It’s easy to opine about being apolitical when the overwhelming scourge of its consequences are far away; it seems convenient even to shape religion into a beta-dog acquiescence of the pillars of piety – autonomy, liberty, freedom of conscience, respect, and brotherhood.
The Great Awakening of Jon Edwards and George Whitefield, however, led to a strong and healthy sort of worldview – one which was not merely brainy, but which was evidenced by resolve and purpose.
It was against such an awakened populace that one King George chose to fight. With a jackboot attitude, acts of terror were committed against Americans on the seas; their livelihoods were sapped by ever-increasing taxes; and their desire to be independent was disallowed by force.
When soldiers are about to kill you and your family out of petty greed, suddenly nose-bleed “spirituality” loses its appeal. Or was such stuff ever spiritual in the first place? Who isn’t for peace?

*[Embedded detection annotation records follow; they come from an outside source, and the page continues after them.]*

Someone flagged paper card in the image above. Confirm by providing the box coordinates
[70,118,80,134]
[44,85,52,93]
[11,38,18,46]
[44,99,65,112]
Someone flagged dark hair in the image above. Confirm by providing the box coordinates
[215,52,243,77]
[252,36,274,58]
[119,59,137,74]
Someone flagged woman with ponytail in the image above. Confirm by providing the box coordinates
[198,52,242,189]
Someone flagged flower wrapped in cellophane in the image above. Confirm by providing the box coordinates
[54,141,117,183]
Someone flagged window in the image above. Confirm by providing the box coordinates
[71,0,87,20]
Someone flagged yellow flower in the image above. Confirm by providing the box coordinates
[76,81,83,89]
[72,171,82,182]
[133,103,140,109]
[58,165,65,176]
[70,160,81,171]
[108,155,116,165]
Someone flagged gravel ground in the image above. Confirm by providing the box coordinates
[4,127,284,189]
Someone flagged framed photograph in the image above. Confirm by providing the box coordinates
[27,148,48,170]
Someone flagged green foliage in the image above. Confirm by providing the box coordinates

The early Americans wanted peace as much as anyone; but when they “spoke,” the British crown was for war.
It seems nice to go along to get along, but eventually such an attitude results in atrocities like the Holocaust. When the church in Germany stayed silent about truth for too long, they couldn’t stop the worst nightmare reign known to man!
The church is to be the conscience of the nation, not an optional caboose. Charles Finney, for example, spoke extensively on how the church should get in politics and speak up for the enslaved Negro’s liberation.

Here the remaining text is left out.